Native California, Gerald Clarke


Where to See Clarke’s Art

Beyond the limited-time Immersion installation at Desert X, Clarke’s pieces can also be seen at museums such as the Palm Springs Art Museum, the Autry Museum of the American West, and the San Diego Museum of Art, as well as the Agua Caliente Cultural Museum, scheduled to open in Palm Springs in 2023.

Over the years, he says, many museums haven’t always been open to new forms of Native art. “It’s been backward-looking, and they’ve treated native people more like objects of history, not part of contemporary work. But it’s starting to turn—just within the past 20 years, they’ve started to re-examine how they treat the artists.”

It’s not just the art world, either, that is taking a different look. “I think society is re-evaluating how they’ve treated Native American people,” Clarke says. “A lot of people are doing land acknowledgements, which can be a little bit performative—thank you for acknowledging you took it from us—but that’s a start. I think there is a hunger among Americans to have the real history.”

Through his career, he says, he’s thought a lot about the fine line between creating art for his own community, and creating art geared toward educating the larger community. “The hardest thing for Native American artists is to show your work in a professional setting where other Native Americans can also see it. We know the Native American people were extracted from the land but even today the art world tries to extract our artists from our communities. You can make it big in Santa Fe, New York, or Paris, but then you’re not in your community, so I’ve resisted that. When the Desert X opportunity came up, I jumped on it.”

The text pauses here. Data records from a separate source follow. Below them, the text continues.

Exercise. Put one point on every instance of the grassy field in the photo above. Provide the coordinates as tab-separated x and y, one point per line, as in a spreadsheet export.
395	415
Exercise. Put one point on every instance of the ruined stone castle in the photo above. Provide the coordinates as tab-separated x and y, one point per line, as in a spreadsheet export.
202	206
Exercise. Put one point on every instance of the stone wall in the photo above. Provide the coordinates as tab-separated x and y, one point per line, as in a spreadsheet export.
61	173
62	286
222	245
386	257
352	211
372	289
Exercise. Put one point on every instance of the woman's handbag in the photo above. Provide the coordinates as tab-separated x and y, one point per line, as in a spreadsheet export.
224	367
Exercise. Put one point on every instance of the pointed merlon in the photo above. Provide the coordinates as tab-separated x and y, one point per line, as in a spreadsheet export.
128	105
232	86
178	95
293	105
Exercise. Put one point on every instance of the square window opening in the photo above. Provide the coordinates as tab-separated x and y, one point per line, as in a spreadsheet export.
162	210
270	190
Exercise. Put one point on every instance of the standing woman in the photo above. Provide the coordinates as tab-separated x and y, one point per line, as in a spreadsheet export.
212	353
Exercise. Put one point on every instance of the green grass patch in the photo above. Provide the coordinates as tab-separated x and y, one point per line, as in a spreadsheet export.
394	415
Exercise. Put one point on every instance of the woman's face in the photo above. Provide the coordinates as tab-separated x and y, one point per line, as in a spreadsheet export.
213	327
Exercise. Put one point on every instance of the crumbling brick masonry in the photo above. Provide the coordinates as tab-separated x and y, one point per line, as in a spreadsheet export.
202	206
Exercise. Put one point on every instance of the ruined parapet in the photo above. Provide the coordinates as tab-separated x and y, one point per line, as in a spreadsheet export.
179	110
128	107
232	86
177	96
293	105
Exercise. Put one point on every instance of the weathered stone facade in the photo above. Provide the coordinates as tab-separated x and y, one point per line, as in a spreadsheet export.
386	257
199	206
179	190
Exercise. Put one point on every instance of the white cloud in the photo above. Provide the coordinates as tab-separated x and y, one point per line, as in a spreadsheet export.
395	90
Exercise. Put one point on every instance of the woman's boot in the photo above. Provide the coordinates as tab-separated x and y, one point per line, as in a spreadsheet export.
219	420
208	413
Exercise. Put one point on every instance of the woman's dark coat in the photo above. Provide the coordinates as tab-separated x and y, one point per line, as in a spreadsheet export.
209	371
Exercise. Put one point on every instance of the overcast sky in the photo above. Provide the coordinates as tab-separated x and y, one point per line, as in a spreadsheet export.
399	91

That’s another reason why he loves staying on his family ranch—though he says life on the reservation has changed a lot since he was a kid. “Used to be, we felt isolated out there on the reservation, growing up. Now you have cell service, broadband, satellite TV, and it’s much more connected. And let’s face it, the beauty of living in California is that in an hour you can be at the beach, the desert, or the mountains. There’s no other place like it.”